Unlink vs. DEL – A deep dive into how it works internally in Redis
17 comments
·January 19, 2025null
tarkin2
[flagged]
sitkack
The article was written by an LLM
> A couple of my internet stranger friends and chatGPT says this number was chosen by redis developers post a massive benchmarking. The consideration was trade-off such as performance vs blocking, memory management and avoiding overhead.
Deep dive is a colloquialism in english, at least in the US.
We are going to see a lot of these about Redis since the source has so many comments. Basically re-stealing Salvatore's work again, unpriced asset.
arccy
is anything you don't like now ai generated text?
"deep dive" has been around for quite some time https://trends.google.com/trends/explore?cat=5&date=all&q=%2...
tw04
Have you ever been swimming? There’s absolutely such a thing as a surface dive which is what you do when you need to cover a great distance quickly in a shallow depth of water.
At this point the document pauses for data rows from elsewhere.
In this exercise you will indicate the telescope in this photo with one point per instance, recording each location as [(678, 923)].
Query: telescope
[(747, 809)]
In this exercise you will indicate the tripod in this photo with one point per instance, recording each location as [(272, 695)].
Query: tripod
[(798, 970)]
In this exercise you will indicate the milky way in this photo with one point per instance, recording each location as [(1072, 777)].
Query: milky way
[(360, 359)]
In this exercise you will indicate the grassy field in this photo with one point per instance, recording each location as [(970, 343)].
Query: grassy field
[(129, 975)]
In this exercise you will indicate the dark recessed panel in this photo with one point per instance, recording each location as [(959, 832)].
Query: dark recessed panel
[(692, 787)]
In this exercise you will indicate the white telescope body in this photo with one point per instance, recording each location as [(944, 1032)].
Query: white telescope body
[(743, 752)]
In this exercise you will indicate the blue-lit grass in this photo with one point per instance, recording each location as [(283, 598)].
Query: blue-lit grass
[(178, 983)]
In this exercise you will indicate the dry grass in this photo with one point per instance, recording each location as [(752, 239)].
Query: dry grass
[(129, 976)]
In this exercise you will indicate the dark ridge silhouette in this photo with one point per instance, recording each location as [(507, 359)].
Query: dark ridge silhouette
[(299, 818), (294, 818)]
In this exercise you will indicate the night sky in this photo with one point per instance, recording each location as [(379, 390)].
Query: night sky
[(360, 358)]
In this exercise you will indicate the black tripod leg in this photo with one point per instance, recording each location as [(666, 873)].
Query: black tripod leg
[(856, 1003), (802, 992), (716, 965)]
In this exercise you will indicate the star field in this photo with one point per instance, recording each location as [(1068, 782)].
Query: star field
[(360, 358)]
It’s something every lifeguard who worked at a pool in america had to learn.
From an explanation analogy perspective people typically say something like “we’re just going to touch the surface”.
DJBunnies
You obviously have not worked a lot, this term is everywhere from my experience, ubiquitous even.
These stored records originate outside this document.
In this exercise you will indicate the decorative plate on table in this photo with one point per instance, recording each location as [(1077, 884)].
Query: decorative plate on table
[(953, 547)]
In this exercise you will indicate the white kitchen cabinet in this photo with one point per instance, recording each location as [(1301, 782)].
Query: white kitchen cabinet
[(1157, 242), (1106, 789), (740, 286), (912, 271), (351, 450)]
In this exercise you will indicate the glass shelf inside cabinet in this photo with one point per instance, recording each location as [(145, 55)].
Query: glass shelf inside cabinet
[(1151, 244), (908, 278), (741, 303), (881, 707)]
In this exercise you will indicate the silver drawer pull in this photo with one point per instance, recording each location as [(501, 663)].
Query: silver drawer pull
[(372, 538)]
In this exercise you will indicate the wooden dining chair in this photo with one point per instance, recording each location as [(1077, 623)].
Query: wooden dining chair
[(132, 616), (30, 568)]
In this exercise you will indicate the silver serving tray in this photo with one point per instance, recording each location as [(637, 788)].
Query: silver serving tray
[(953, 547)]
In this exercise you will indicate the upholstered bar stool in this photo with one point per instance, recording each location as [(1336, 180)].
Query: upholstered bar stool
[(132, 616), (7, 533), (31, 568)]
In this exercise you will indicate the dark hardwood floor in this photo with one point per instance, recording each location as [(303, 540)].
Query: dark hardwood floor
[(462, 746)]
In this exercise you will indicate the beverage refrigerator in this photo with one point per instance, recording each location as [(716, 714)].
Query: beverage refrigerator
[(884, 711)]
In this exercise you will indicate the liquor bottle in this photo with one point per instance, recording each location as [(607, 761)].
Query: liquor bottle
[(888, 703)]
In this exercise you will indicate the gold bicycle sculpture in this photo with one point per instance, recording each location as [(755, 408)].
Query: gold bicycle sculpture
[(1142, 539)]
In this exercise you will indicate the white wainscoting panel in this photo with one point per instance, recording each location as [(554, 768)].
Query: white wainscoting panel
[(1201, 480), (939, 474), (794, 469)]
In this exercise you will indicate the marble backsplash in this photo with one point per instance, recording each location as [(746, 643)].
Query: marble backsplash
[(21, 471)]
Terms like this one, “alignment”, “low hanging fruit”, all not super accurate but established industry terms.
tarkin2
It's very common, and increasingly common because of AI, since it was trained on a lot of meaningless business speak, but that doesn't mean it's not lazy and thoughtless, or particularly lazy and thoughtless now it's mindlessly pasted.
echoangle
Or they might just not speak english at work.
wkjagt
On the topic of linguistics, I think "dive" isn't a verb here, but a noun ("a dive").
echoangle
Yes, but that's also how the commenter used it:
> "Deep dive". When is a dive shallow? Isn't a dive implicitly deep?
wkjagt
True, but I was commenting on the fact the commenter specifically called it a verb, while using it as a noun. I can't quote it now because the comment seems to have disappeared.
maglite77
Meh...the phrase "deep dive" has been around forever, not sure what about that phrase specifically gives "AI generated" vibes? For me, I just read through those and focus on the content quality of the article - "verbal seasoning" doesn't phase me at all.